Creating Fake Data Sets To Explore Hypotheses

  1. Think about an ongoing study in your lab (or a paper you have read in a different class), and decide on a pattern that you might expect in your experiment if a specific hypothesis were true.

  2. To start simply, assume that the data in each of your treatment groups follow a normal distribution. Specify the sample sizes, means, and variances for each group that would be reasonable if your hypothesis were true. You may need to consult some previous literature and/or an expert in the field to come up with these numbers.

  3. Using the methods we have covered in class, write code to create a random data set that has these attributes. Organize these data into a data frame with the appropriate structure.

  4. Now write code to analyze the data (probably as an ANOVA or regression analysis, but possibly as a logistic regression or contingency table analysis. Write code to generate a useful graph of the data.

  5. Try running your analysis multiple times to get a feeling for how variable the results are with the same parameters, but different sets of random numbers.

  6. Now begin adjusting the means of the different groups. Given the sample sizes you have chosen, how small can the differences between the groups be (the “effect size”) for you to still detect a significant pattern (p < 0.05)?

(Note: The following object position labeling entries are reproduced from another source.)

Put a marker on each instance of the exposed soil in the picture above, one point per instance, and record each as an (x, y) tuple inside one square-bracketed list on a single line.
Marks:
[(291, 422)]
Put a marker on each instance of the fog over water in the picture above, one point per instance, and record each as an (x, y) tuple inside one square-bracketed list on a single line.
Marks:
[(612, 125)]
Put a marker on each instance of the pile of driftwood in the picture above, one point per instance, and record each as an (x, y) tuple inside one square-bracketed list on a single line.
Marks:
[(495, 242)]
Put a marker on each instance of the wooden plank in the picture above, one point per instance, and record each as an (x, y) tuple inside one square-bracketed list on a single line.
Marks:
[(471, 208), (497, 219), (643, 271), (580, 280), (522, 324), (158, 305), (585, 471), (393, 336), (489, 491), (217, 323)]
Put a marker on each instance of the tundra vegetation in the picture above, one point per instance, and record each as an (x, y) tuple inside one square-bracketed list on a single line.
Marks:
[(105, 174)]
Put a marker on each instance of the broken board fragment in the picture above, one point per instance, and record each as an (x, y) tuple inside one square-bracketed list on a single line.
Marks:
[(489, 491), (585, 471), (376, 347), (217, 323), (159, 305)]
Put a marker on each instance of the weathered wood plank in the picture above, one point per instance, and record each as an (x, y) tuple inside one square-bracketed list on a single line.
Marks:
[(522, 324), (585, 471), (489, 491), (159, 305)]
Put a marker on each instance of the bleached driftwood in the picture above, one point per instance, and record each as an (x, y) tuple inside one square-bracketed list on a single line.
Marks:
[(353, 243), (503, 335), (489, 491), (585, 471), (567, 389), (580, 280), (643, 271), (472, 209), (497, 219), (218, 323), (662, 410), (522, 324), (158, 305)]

  7. Alternatively, for the effect sizes you originally hypothesized, what is the minimum sample size you would need in order to detect a statistically significant effect? Again, run the model a few times with the same parameter set to get a feeling for the effect of random variation in the data.

  8. Write up your results in a markdown file, organized with headers and different code chunks to show your analysis. Be explicit in your explanation and justification for sample sizes, means, and variances.

  9. If you have time, try repeating this exercise with one of the more sophisticated distributions, such as the gamma or negative binomial (depending on the kind of data you have). You will have to spend some time figuring out by trial and error the parameter values you will need to generate appropriate means and variances of the different groups.